Snort mailing list archives
Re: AW: Syslog,MySql, IDS Center /Eagle X
From: Ueli Kistler <iuk () gmx ch>
Date: Tue, 20 May 2003 11:34:09 +0200
Yes IDScenter 1.1 RC2 does support Snort 2.0.. but don't set "Include ARP packets (-a)" option.. this option was removed.. another problem is Syslog support:
workaround when you want to use Syslog: - Add syslog plugin normally using Output plugins wizard - Apply- Go to the Snort configuration file editor panel (Snort.conf).. scroll down until you see something like this.. : output syslog: .....
- Change it to: output syslog: host=myhost:myport, .... - Yes it is a comma not a space ;)A 100% Snort 2.0 supporting version of IDScenter (.. distance, within, byte_jump, byte_test keywords, new inline configuration options.. etc.) is already programmed, but not released yet. Some other new cool features are: SQL queries for reports (HTML output, DNS queries are done using a very fast multithreaded code (by me .. ;) )).. the SQL queries work even using AlertMail, what's new about alertmail, is also that it is a thread, so the application is no longer blocked for a while.

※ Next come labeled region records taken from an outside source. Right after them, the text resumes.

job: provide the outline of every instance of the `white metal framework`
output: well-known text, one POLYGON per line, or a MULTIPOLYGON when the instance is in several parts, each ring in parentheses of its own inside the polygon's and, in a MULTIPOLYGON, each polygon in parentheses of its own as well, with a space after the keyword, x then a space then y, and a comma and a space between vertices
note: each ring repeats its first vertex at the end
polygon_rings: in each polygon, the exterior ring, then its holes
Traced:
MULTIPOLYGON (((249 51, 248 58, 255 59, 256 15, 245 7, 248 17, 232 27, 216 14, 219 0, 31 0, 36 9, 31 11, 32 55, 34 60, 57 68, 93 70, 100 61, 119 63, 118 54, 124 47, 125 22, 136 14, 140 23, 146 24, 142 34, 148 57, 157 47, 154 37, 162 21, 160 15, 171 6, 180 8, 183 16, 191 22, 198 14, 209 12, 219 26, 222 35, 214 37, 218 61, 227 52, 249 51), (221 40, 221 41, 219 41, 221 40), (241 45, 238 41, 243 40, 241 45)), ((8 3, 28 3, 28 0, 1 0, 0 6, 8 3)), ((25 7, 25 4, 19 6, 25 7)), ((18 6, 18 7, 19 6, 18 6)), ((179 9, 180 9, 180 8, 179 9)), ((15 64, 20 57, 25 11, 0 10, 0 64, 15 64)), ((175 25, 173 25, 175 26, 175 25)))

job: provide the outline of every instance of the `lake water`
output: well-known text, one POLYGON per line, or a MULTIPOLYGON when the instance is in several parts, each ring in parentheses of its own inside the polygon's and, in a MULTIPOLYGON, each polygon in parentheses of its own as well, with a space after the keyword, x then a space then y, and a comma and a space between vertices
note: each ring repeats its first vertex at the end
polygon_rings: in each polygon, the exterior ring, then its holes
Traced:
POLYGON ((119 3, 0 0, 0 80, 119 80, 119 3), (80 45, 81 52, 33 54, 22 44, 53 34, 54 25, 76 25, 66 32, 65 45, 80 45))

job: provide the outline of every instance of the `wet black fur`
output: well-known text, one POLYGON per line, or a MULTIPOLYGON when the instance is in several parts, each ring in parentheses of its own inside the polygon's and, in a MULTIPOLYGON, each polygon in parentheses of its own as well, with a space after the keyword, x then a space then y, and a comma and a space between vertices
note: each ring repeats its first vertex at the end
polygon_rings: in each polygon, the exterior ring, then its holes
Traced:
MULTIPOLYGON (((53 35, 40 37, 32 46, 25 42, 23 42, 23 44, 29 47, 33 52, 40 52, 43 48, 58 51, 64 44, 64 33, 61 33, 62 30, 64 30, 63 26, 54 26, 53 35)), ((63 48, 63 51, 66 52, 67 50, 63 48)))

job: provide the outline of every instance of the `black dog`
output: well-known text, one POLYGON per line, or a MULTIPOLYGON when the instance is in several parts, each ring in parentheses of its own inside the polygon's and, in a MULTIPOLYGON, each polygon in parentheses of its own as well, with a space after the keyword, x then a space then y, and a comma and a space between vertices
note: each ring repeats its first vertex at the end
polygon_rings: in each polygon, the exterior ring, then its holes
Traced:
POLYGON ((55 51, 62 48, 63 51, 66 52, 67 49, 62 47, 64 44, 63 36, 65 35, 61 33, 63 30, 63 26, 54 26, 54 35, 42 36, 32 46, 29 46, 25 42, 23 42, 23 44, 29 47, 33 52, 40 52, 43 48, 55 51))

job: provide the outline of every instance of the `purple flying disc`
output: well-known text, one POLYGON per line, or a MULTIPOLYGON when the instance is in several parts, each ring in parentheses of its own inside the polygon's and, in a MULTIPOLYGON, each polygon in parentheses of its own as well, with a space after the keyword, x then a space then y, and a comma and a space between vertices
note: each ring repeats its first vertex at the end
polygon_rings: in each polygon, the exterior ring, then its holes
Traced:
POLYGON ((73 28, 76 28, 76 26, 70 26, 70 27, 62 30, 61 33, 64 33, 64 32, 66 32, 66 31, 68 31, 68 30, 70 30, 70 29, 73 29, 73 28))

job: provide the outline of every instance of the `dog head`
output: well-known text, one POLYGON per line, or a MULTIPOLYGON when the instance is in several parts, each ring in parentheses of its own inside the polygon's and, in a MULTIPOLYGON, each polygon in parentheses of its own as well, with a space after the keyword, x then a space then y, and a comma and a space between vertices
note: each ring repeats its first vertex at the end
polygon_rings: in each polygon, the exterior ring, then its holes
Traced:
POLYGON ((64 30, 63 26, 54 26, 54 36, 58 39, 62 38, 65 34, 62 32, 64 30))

More details about SQL queries -> HTML output: - Decoding of packet information - TCP Flags- Payload decoding (format: "encoded payload ASCII=decoded payload"): Hex to Ascii, Base64 to Ascii
- non-printable caracters are replaced by a red ` - etc... ;)The Ruleset manager can now sort the rules by clicking on the columns (also the classifications can be sorted like this). I also reviewed some code (bug fixes included).. a Whois lookup is available from the internal logviewer.
Another cool feature is the use of Oinkmaster (perl script by Andreas Östling)... IDScenter can write the whole configuration file for you and has also a HTTP client which checks for new rule updates (Details: using Last-Modified field for this, minimum interval is 15min.. we don't want to slow down www.snort.org)
Concerning Syslog support of Snort: IDScenter 1.1 RC3 (my dev version) does support both.. Snort 1.8/1.9 and Snort 2.0 setup of the syslog plugin...
Ok.. sorry that it's not yet available ;) .. i just wanted to add something else before releasing it..
NOTE: www.packx.net is *no longer* the official site for IDScenter!.. The next release is available on www.engagesecurity.com (not online for now).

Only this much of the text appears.